九スポ(九州スポーツ)でしか紙面掲載されなかった好評企画がnoteで復活! プロレスリングマスター・武藤敬司にとって石川県知事となった馳浩は同世代でIWGPタッグ王座も獲得した元相棒だけにエピソードは枚挙にいとまがありません。そしてラストを飾るのは、黒いカリスマこと蝶野正洋。天才が黒いカリスマを徹底分析。驚きの「引退試合構想」をぶち上げました。
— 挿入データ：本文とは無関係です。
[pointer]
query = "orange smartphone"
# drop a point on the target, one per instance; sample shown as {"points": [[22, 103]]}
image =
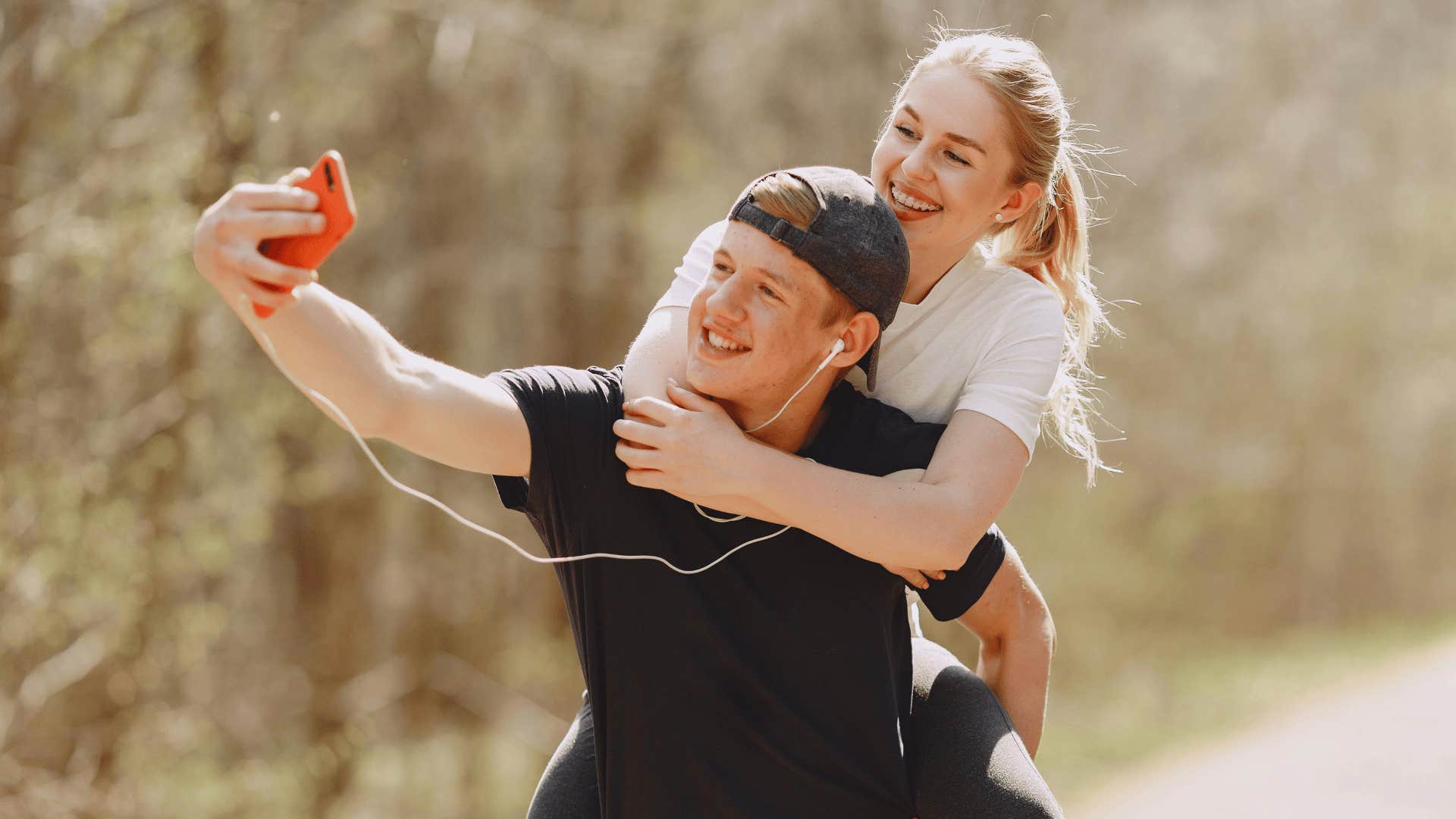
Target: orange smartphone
{"points": [[328, 180]]}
(運動二部・前田聡)

WCWの大会に出場するためセントルイスを訪れた馳浩、武藤敬司、蝶野正洋(91年6月)

バックドロップで心肺停止して、三途の川と花畑を見たらしい

 馳先生は最初ジャパンプロレスでキャリアをスタートしてるんだよな。そこから(新日本プロレスに)流れてきて、やっぱり最初はライバル心みたいなものを抱いたわけだよ。レスリングで五輪に行って、いかにも「長州力のジャパン」という感じで、黒いタイツにレスリングシューズ。男くさい雰囲気だったんだよな。俺は今でもそっちの方が好きなんだけど。
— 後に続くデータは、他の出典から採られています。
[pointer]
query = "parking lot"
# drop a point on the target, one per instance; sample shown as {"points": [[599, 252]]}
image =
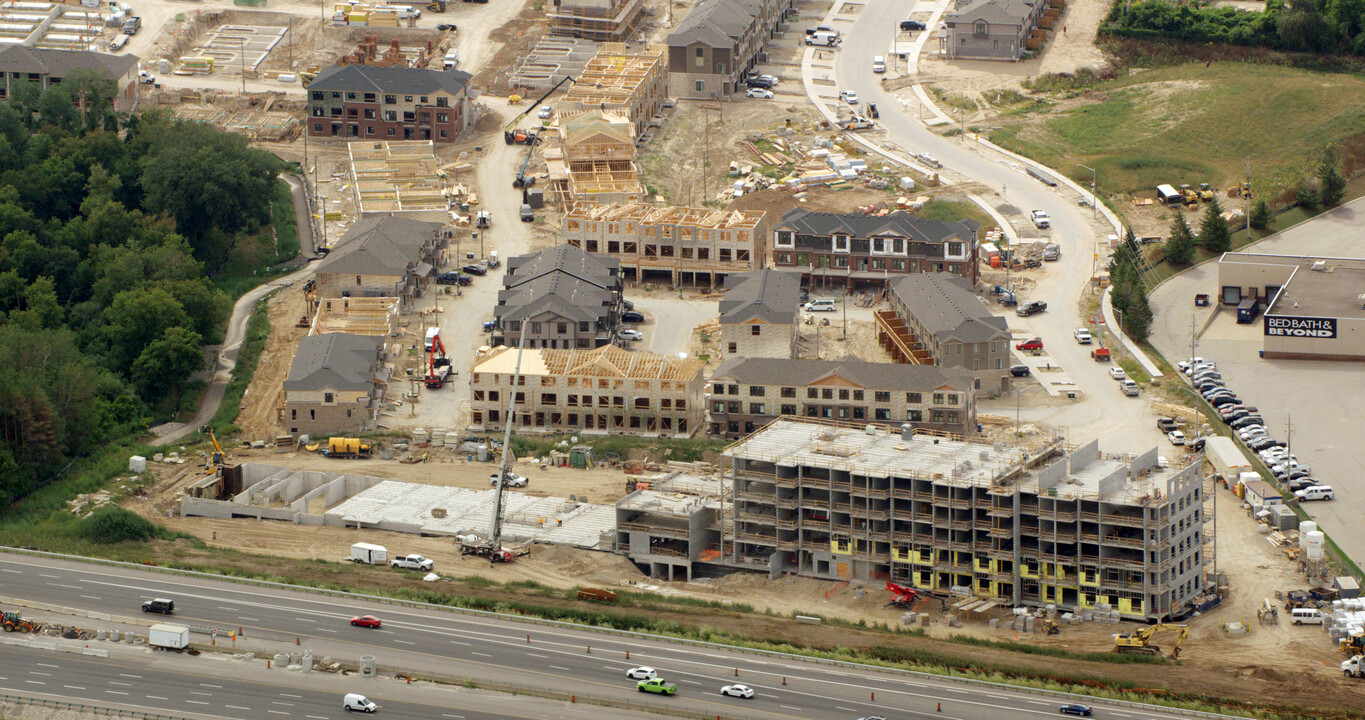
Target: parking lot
{"points": [[1319, 399]]}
ジャパンプロレス入りした馳浩、長州力(右)と谷津嘉章と(85年8月、専修大)

 それが(1990年6月の福岡大会で)後藤達俊のバックドロップを食らって(心肺停止して)からだな。本人いわく、三途の川と花畑を見たらしい。それで戻ってきたら何か人が変わっちゃって、パンツも黄色になってパフォーマンスもするようになったんだよ。そのキャラになってからはタッグを組むことが増えて(91年11月にはIWGP)タッグのベルトも取ってね。
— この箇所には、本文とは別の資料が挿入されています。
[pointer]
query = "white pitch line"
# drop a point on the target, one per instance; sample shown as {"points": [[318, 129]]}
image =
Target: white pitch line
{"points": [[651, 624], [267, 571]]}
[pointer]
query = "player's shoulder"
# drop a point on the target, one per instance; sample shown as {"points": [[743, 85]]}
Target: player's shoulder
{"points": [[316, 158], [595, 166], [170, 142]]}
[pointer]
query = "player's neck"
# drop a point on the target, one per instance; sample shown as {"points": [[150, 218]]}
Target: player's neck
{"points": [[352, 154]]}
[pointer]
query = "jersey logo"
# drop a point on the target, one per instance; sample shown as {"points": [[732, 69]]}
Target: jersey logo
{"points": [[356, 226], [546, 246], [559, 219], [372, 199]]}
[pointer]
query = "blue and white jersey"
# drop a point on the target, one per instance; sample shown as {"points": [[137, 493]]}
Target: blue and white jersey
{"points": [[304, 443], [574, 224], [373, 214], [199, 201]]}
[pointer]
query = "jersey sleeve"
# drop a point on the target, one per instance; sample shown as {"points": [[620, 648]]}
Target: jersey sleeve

馳浩が失神事件を起こした福岡大会、左から後藤達俊とヒロ斎藤(90年6月、福岡)
IWGPタッグ王座を獲得した武藤と馳浩(91年1月、日本武道館)

 だから対戦相手というよりはパートナーとしての方が印象は強いな。組んでるうちにライバルていうより気心が知れちゃって、巡業でもいつも一緒に飯を食うようになったね。UWFと違って、ジャパンは新日本とそんなに思想に差がないじゃん。それで同年代としてやって行く中で「上をぶち破らないといけない」っていう目標が共通していたからね。

米国で勃発!ファッション泥棒事件

 アメリカにも一緒に行ったなぁ。そういやあの時、俺がカッコいいシャツ買ったら、馳が後日、同じ店で同じシャツ買ってきてさ。〝ファッション泥棒〟されたんだ。まいったよ…。

参院選に出馬したアントニオ猪木の出陣式、手前が馳浩(89年7月、芝公園)

 95年に国会議員に立候補するって聞いた時はびっくりした。本当に受かるのかなって。ただ(アントニオ)猪木さんの選挙で馳先生は付き人のように鞄持ちをしてた。だからそこで政治っていう物に少し触れて興味を持ったのかなって思った。俺は海外に行ったりしてて、ほとんど選挙の手伝いはしていない。いい形で逃げられたんだ(笑い)。あ、でも投票は行ったよ。もちろん「アントニオ猪木」って書いた(笑い)。

馳浩の当選リボンをつける小泉純一郎元首相(05年9月、自民党本部)

 で、当選したら半ば強制的に引退っぽくさせられたんだ。誰の意向かは分からないけど、当時二足のわらじをよしとしない雰囲気で「引退しろ」みたいな感じだった。でも先生はプロレスがしたいから全日本に行っちゃった。